The paper tackles the problem of latent representation collapse in multi-task learning, where conflicting gradients degrade shared representations, by introducing the Domain Expansion framework, which restructures the latent space using orthogonal pooling to assign each objective to mutually orthogonal subspaces, resulting in improved performance and an interpretable latent space across benchmarks like ShapeNet, MPIIGaze, and Rotated MNIST.

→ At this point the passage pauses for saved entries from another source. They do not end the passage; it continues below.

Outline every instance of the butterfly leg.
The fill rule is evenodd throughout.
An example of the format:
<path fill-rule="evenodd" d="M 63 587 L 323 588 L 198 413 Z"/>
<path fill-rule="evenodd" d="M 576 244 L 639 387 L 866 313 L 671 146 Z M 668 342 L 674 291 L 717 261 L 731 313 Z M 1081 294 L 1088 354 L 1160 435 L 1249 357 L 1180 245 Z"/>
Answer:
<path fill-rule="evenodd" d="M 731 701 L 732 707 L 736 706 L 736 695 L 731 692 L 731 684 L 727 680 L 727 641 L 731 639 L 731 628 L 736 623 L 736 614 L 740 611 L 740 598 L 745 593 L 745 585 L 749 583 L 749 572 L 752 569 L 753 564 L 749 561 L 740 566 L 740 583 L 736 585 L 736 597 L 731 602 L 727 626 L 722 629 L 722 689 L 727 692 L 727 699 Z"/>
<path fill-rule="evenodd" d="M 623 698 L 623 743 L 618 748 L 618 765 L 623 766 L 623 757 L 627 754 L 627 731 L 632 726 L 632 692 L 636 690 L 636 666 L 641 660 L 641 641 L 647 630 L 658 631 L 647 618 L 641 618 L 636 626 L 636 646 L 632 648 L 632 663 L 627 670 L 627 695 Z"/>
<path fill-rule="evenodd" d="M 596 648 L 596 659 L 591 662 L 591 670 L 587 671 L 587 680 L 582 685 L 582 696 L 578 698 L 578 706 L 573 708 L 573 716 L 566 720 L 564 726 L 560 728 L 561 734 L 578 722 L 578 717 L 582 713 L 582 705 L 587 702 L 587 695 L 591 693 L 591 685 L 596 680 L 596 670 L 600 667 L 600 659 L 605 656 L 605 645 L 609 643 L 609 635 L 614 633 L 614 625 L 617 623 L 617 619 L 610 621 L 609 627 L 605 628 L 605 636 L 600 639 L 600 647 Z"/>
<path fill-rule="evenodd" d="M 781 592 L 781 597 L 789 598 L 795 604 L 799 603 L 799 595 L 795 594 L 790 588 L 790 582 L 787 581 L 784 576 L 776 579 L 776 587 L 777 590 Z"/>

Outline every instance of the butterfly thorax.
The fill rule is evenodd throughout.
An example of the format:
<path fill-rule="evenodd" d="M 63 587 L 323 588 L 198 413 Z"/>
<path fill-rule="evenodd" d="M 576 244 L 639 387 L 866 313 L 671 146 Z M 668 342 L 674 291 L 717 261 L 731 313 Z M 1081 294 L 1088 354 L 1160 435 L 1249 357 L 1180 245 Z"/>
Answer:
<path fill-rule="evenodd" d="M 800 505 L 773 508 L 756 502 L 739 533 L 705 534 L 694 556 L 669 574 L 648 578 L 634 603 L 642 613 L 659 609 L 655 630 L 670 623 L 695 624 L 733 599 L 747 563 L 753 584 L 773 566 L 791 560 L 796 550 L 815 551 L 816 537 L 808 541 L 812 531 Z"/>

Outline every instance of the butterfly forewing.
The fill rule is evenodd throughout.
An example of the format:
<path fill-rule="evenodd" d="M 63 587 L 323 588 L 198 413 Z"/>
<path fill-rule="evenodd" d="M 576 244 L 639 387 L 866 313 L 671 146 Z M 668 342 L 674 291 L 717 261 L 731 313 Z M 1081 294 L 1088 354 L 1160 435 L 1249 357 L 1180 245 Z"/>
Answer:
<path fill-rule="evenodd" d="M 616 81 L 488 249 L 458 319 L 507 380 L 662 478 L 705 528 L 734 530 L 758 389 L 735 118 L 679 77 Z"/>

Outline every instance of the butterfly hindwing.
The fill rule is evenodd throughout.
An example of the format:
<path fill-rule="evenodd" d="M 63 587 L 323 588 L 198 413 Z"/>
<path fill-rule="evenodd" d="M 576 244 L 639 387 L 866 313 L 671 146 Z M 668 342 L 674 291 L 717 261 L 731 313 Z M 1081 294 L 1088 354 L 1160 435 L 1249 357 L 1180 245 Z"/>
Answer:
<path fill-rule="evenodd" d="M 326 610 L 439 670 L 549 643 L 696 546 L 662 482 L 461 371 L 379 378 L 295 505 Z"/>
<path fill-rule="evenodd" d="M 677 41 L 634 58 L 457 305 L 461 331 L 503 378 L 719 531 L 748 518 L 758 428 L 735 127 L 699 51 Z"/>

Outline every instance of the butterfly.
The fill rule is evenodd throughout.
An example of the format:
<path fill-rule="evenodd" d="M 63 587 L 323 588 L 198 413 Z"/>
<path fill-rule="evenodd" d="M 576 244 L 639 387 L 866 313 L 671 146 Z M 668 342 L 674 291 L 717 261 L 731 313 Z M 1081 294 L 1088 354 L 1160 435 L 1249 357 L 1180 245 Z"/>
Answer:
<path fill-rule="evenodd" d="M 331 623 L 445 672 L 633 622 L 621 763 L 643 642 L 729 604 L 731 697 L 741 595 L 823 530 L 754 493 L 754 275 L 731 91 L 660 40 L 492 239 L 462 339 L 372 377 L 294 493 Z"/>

Training a single network with multiple objectives often leads to conflicting gradients that degrade shared representations, forcing them into a compromised state that is suboptimal for any single task--a problem we term latent representation collapse. We introduce Domain Expansion, a framework that prevents these conflicts by restructuring the latent space itself. Our framework uses a novel orthogonal pooling mechanism to construct a latent space where each objective is assigned to a mutually orthogonal subspace. We validate our approach across diverse benchmarks--including ShapeNet, MPIIGaze, and Rotated MNIST--on challenging multi-objective problems combining classification with pose and gaze estimation. Our experiments demonstrate that this structure not only prevents collapse but also yields an explicit, interpretable, and compositional latent space where concepts can be directly manipulated.